I think that references in this field can be of interest and useful also at distance of time from the original question.
Transversality conditions are a complex subject in calculus of variations and optimal control theory.
From a (mathematical) economics point of view, classical references are, of course, the books of Takayma, Analitycal Methods in Economics, and Mathematical Economics, where optimal control and calculus of variations are exposed in detail, of course with applications to economics.
If you want a deeper insight from a mathematical point of view, there are a lot of books in calculus of variations and optimal control theory.
A classical reference in calculus of variations is Gelfand and Fomin, Calculus of Variations, Dover Publications Inc., 1991.
A good introduction to optimal control theory is Macki-Strauss, Introduction to Optimal Control Theory, Springer-Verlag, 1982.

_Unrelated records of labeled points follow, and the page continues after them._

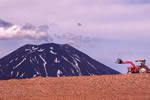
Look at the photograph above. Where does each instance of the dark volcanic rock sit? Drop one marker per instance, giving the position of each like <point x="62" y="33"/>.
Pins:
<point x="50" y="60"/>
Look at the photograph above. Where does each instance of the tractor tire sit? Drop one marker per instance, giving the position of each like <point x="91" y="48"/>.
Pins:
<point x="143" y="70"/>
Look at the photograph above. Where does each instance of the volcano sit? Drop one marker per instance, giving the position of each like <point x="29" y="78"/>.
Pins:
<point x="50" y="60"/>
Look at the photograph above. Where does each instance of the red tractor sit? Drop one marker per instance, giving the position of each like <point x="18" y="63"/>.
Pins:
<point x="135" y="69"/>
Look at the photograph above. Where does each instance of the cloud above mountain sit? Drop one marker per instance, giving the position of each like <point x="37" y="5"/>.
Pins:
<point x="28" y="31"/>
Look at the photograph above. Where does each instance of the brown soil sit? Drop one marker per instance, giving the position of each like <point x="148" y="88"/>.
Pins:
<point x="106" y="87"/>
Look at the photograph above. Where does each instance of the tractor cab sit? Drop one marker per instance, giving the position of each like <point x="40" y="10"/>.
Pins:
<point x="142" y="68"/>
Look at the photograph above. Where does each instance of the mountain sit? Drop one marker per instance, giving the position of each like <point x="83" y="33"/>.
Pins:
<point x="5" y="24"/>
<point x="50" y="59"/>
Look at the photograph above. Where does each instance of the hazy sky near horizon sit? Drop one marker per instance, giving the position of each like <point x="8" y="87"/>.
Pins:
<point x="117" y="20"/>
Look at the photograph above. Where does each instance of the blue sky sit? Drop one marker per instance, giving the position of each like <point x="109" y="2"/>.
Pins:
<point x="112" y="28"/>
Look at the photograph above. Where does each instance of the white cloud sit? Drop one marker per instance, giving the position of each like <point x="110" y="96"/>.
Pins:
<point x="17" y="32"/>
<point x="113" y="19"/>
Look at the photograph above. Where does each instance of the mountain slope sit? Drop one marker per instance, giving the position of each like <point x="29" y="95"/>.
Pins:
<point x="50" y="60"/>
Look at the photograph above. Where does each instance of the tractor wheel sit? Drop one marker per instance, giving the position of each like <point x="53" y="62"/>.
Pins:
<point x="142" y="70"/>
<point x="129" y="72"/>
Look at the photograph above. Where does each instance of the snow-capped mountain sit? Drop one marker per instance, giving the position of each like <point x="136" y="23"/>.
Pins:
<point x="50" y="59"/>
<point x="4" y="23"/>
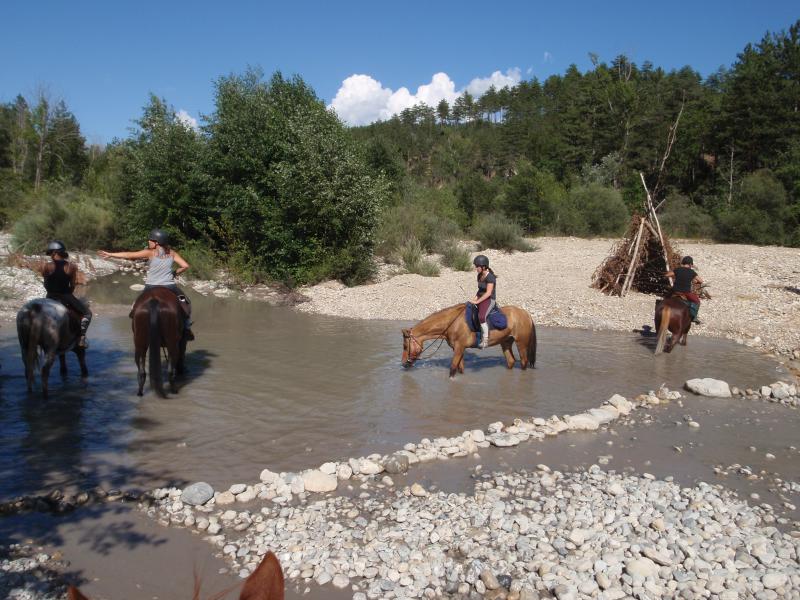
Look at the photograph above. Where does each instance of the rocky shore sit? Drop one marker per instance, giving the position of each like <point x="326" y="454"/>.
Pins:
<point x="756" y="292"/>
<point x="522" y="534"/>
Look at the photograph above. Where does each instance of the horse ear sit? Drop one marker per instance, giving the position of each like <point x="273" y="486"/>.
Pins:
<point x="266" y="582"/>
<point x="74" y="593"/>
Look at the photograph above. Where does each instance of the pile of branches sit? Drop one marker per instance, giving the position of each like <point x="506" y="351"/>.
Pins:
<point x="638" y="261"/>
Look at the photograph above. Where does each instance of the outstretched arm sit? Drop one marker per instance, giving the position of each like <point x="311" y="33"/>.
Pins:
<point x="127" y="255"/>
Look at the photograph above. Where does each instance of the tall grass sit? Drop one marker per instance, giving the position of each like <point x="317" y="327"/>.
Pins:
<point x="412" y="255"/>
<point x="498" y="232"/>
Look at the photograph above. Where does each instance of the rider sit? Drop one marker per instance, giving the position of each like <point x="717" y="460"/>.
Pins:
<point x="486" y="295"/>
<point x="60" y="279"/>
<point x="685" y="276"/>
<point x="159" y="270"/>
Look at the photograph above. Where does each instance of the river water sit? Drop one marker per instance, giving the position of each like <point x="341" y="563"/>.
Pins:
<point x="273" y="388"/>
<point x="270" y="387"/>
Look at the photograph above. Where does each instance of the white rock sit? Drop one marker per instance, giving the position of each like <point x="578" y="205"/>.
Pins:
<point x="707" y="386"/>
<point x="317" y="481"/>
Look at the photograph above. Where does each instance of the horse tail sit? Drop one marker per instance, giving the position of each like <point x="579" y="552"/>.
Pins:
<point x="31" y="348"/>
<point x="663" y="327"/>
<point x="532" y="343"/>
<point x="154" y="338"/>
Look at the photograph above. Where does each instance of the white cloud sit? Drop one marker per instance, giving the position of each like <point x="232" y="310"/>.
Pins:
<point x="362" y="99"/>
<point x="187" y="119"/>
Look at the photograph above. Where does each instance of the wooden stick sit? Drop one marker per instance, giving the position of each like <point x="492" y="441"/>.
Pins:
<point x="632" y="268"/>
<point x="658" y="226"/>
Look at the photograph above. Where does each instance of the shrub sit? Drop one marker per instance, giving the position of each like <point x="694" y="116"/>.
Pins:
<point x="501" y="233"/>
<point x="414" y="261"/>
<point x="80" y="221"/>
<point x="455" y="256"/>
<point x="683" y="218"/>
<point x="602" y="209"/>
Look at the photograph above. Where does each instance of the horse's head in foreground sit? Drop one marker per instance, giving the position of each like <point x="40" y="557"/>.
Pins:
<point x="265" y="583"/>
<point x="411" y="348"/>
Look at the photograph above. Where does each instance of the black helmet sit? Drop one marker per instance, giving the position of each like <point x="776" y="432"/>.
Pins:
<point x="159" y="236"/>
<point x="56" y="246"/>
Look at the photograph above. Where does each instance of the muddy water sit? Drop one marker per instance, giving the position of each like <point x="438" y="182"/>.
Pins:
<point x="270" y="387"/>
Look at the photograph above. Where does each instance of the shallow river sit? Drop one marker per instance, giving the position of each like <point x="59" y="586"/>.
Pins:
<point x="269" y="387"/>
<point x="272" y="388"/>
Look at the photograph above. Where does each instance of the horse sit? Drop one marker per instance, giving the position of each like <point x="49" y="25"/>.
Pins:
<point x="49" y="325"/>
<point x="450" y="324"/>
<point x="265" y="583"/>
<point x="158" y="322"/>
<point x="671" y="314"/>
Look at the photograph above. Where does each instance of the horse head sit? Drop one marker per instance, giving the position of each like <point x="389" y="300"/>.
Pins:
<point x="411" y="348"/>
<point x="265" y="583"/>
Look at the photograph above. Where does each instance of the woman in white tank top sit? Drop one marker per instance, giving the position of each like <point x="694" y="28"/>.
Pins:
<point x="161" y="258"/>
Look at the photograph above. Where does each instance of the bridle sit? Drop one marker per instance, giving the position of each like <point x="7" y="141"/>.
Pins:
<point x="411" y="338"/>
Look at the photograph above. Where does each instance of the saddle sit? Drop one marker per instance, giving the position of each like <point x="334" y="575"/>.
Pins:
<point x="495" y="319"/>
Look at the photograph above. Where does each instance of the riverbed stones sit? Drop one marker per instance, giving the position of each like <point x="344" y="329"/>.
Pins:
<point x="317" y="481"/>
<point x="714" y="388"/>
<point x="197" y="494"/>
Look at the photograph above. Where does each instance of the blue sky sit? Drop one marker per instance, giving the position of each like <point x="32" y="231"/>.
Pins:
<point x="104" y="58"/>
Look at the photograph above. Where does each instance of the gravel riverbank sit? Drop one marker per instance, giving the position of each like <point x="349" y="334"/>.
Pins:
<point x="756" y="291"/>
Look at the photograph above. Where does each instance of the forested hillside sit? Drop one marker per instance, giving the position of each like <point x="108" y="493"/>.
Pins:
<point x="273" y="186"/>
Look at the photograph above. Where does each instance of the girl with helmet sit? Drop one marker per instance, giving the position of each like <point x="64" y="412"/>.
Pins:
<point x="486" y="295"/>
<point x="685" y="276"/>
<point x="161" y="258"/>
<point x="60" y="279"/>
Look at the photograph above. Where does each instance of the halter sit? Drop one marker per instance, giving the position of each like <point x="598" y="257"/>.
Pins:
<point x="441" y="337"/>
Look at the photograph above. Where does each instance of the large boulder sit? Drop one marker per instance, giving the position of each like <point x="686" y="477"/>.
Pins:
<point x="707" y="386"/>
<point x="197" y="494"/>
<point x="317" y="481"/>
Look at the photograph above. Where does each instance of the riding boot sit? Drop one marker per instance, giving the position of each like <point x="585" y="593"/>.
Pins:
<point x="484" y="335"/>
<point x="82" y="343"/>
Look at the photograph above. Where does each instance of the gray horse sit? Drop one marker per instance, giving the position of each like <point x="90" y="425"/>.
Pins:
<point x="47" y="324"/>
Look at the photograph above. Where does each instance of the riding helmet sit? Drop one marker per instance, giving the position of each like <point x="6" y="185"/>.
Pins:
<point x="159" y="236"/>
<point x="56" y="246"/>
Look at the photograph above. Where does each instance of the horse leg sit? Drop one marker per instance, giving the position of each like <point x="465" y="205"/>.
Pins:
<point x="49" y="359"/>
<point x="458" y="358"/>
<point x="141" y="374"/>
<point x="81" y="354"/>
<point x="508" y="352"/>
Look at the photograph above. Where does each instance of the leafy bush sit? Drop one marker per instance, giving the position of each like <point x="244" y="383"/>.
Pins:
<point x="80" y="221"/>
<point x="414" y="261"/>
<point x="683" y="218"/>
<point x="455" y="256"/>
<point x="429" y="216"/>
<point x="601" y="207"/>
<point x="501" y="233"/>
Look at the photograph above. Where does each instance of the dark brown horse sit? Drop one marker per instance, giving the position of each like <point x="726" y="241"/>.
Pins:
<point x="265" y="583"/>
<point x="672" y="315"/>
<point x="450" y="325"/>
<point x="158" y="322"/>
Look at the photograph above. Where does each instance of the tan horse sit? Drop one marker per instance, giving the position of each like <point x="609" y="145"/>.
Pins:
<point x="265" y="583"/>
<point x="450" y="325"/>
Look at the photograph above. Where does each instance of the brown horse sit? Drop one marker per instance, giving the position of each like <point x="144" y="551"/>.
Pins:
<point x="158" y="322"/>
<point x="450" y="325"/>
<point x="671" y="314"/>
<point x="265" y="583"/>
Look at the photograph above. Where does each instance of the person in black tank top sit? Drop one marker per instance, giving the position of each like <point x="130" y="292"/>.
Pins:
<point x="685" y="276"/>
<point x="60" y="277"/>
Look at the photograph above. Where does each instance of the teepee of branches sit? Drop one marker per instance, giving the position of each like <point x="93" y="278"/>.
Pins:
<point x="640" y="259"/>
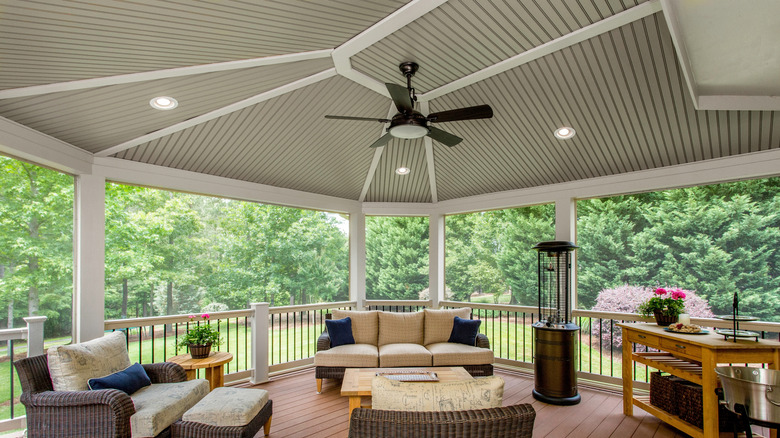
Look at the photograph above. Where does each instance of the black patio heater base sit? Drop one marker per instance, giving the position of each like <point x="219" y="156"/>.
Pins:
<point x="561" y="401"/>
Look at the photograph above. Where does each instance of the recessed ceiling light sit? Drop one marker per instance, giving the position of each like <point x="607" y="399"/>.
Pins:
<point x="565" y="133"/>
<point x="163" y="103"/>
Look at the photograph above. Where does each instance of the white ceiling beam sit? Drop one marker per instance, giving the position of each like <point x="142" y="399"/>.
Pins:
<point x="671" y="15"/>
<point x="429" y="157"/>
<point x="262" y="97"/>
<point x="578" y="36"/>
<point x="388" y="25"/>
<point x="377" y="156"/>
<point x="162" y="74"/>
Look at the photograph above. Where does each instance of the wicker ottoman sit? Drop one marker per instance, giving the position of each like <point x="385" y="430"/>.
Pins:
<point x="226" y="413"/>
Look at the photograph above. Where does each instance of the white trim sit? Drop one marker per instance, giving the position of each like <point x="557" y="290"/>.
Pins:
<point x="388" y="25"/>
<point x="578" y="36"/>
<point x="670" y="13"/>
<point x="375" y="160"/>
<point x="131" y="172"/>
<point x="162" y="74"/>
<point x="428" y="142"/>
<point x="262" y="97"/>
<point x="739" y="103"/>
<point x="762" y="164"/>
<point x="28" y="144"/>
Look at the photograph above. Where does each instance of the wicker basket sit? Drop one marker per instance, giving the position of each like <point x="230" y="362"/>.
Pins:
<point x="664" y="320"/>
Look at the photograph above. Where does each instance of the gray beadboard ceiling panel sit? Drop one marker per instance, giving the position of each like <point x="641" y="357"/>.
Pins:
<point x="464" y="36"/>
<point x="388" y="186"/>
<point x="98" y="118"/>
<point x="284" y="142"/>
<point x="624" y="94"/>
<point x="49" y="41"/>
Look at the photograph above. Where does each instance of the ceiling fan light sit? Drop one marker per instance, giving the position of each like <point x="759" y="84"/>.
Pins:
<point x="564" y="132"/>
<point x="408" y="131"/>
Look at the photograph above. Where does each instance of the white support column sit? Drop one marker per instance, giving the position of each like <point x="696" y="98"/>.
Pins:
<point x="89" y="226"/>
<point x="259" y="343"/>
<point x="357" y="258"/>
<point x="436" y="284"/>
<point x="34" y="335"/>
<point x="566" y="229"/>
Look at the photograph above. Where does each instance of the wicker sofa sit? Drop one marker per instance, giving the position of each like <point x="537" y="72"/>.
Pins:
<point x="510" y="421"/>
<point x="392" y="339"/>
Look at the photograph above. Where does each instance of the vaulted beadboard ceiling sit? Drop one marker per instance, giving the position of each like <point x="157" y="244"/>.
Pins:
<point x="646" y="84"/>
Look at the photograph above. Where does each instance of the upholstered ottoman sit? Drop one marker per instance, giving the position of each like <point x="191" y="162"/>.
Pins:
<point x="226" y="413"/>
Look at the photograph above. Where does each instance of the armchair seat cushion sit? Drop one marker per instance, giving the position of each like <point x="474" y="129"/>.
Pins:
<point x="452" y="354"/>
<point x="404" y="355"/>
<point x="157" y="406"/>
<point x="352" y="356"/>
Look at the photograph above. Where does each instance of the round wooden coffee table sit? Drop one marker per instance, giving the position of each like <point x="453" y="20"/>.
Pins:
<point x="213" y="364"/>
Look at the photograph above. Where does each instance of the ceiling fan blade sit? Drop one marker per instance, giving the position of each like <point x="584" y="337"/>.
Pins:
<point x="381" y="141"/>
<point x="470" y="113"/>
<point x="443" y="136"/>
<point x="400" y="97"/>
<point x="366" y="119"/>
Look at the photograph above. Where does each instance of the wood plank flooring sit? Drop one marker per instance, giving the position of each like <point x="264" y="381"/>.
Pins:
<point x="300" y="412"/>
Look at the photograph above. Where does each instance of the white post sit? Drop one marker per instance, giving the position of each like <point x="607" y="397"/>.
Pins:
<point x="89" y="258"/>
<point x="436" y="284"/>
<point x="566" y="229"/>
<point x="357" y="258"/>
<point x="259" y="343"/>
<point x="34" y="335"/>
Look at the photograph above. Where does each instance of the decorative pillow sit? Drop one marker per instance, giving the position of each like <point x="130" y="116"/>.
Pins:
<point x="71" y="366"/>
<point x="464" y="331"/>
<point x="340" y="331"/>
<point x="128" y="380"/>
<point x="400" y="328"/>
<point x="365" y="324"/>
<point x="480" y="393"/>
<point x="438" y="323"/>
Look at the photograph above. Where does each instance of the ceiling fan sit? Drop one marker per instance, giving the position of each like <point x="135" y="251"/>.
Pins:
<point x="409" y="123"/>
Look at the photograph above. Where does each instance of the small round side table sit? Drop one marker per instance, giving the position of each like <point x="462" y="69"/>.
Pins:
<point x="213" y="364"/>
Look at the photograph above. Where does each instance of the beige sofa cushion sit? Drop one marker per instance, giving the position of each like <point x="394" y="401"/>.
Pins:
<point x="365" y="324"/>
<point x="438" y="323"/>
<point x="71" y="366"/>
<point x="228" y="407"/>
<point x="157" y="406"/>
<point x="452" y="354"/>
<point x="404" y="355"/>
<point x="401" y="328"/>
<point x="350" y="356"/>
<point x="481" y="393"/>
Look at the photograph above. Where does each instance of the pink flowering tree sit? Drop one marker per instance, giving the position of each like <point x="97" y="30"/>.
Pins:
<point x="628" y="299"/>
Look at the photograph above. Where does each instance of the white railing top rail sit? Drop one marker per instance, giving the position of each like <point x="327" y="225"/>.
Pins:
<point x="114" y="324"/>
<point x="13" y="334"/>
<point x="307" y="307"/>
<point x="398" y="303"/>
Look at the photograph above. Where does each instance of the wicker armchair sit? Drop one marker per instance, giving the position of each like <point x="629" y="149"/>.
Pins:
<point x="505" y="422"/>
<point x="96" y="414"/>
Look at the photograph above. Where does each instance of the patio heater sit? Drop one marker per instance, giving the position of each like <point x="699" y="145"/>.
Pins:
<point x="555" y="380"/>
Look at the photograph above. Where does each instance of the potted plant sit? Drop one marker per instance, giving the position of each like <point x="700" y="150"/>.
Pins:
<point x="666" y="306"/>
<point x="200" y="338"/>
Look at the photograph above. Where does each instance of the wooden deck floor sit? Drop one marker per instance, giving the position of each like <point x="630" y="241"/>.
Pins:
<point x="300" y="412"/>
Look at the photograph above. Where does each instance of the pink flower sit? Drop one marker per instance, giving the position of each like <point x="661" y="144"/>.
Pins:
<point x="678" y="294"/>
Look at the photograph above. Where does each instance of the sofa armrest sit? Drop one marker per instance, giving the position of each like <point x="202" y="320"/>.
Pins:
<point x="323" y="342"/>
<point x="483" y="341"/>
<point x="165" y="372"/>
<point x="100" y="413"/>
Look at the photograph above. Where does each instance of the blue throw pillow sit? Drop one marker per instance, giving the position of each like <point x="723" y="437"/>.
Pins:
<point x="340" y="331"/>
<point x="129" y="380"/>
<point x="464" y="331"/>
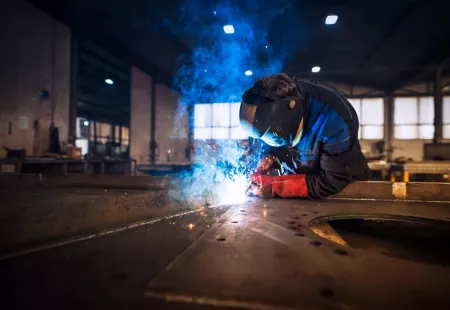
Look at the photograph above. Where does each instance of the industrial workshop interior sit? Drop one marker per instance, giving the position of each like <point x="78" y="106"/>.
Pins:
<point x="224" y="154"/>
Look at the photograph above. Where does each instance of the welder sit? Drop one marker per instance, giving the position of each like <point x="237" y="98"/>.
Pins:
<point x="309" y="134"/>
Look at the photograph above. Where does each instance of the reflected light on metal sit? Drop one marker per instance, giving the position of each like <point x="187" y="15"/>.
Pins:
<point x="233" y="191"/>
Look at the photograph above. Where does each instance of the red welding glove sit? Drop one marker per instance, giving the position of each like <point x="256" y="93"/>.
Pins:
<point x="285" y="186"/>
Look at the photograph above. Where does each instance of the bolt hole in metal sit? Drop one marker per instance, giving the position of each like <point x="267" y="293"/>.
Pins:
<point x="403" y="237"/>
<point x="326" y="292"/>
<point x="340" y="252"/>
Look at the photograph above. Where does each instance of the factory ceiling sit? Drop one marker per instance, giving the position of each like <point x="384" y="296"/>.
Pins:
<point x="382" y="44"/>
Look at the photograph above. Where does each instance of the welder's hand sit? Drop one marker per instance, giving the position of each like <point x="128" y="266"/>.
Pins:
<point x="260" y="185"/>
<point x="265" y="163"/>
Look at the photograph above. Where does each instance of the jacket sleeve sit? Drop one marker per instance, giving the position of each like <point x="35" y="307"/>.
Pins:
<point x="340" y="164"/>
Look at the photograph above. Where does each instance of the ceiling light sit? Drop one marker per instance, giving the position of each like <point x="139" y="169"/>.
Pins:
<point x="331" y="19"/>
<point x="229" y="29"/>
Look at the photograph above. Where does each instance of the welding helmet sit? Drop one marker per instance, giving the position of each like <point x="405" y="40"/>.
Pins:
<point x="276" y="121"/>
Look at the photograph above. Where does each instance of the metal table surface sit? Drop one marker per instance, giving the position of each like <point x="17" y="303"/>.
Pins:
<point x="264" y="255"/>
<point x="261" y="255"/>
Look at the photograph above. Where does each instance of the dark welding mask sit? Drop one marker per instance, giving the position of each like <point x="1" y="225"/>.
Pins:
<point x="276" y="121"/>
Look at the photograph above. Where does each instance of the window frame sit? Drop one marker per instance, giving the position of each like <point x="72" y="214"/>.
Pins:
<point x="360" y="118"/>
<point x="417" y="124"/>
<point x="444" y="124"/>
<point x="230" y="126"/>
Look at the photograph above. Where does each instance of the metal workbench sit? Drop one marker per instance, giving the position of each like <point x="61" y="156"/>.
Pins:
<point x="283" y="254"/>
<point x="67" y="166"/>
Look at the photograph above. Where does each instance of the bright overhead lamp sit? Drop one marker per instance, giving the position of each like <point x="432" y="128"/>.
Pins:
<point x="331" y="19"/>
<point x="228" y="29"/>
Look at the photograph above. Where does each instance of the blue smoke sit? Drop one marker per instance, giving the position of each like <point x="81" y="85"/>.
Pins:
<point x="215" y="72"/>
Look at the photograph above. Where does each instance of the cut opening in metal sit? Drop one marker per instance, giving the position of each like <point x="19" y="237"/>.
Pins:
<point x="408" y="238"/>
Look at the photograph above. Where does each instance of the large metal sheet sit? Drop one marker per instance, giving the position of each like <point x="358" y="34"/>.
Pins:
<point x="264" y="256"/>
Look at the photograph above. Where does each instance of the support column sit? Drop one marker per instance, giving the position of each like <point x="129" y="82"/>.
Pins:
<point x="437" y="138"/>
<point x="153" y="145"/>
<point x="73" y="88"/>
<point x="389" y="124"/>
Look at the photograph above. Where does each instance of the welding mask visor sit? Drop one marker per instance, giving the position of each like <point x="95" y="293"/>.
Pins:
<point x="276" y="121"/>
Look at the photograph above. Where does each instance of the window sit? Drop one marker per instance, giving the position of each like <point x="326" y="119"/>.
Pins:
<point x="371" y="117"/>
<point x="446" y="118"/>
<point x="217" y="121"/>
<point x="413" y="118"/>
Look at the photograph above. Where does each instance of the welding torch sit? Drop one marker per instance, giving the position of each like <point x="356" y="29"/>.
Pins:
<point x="264" y="168"/>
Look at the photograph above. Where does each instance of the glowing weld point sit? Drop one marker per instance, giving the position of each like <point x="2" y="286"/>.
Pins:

For optimal control theory, if you have the curiosity of seeing original sources, there is the original text by Pontryagin, L.S. Pontryagin, V.G. Boltayanskii, R.V. Gamkrelidze, E.F. Mishchenko, The mathematical Theory of Optimal Processes, Wiley (1962), where the 'Pontryagin's Principles of Maximum 'are stated.
Actually, the 'Principle of Maximum', is not a single theorem, but a collection of theorems, and the question of transversality conditions is analyzed in each case.
But I warn you: the proof of the first Maximum Theorem in Pontryagin's book is about forty (40) pages!
That's to say that it is not a simple subject.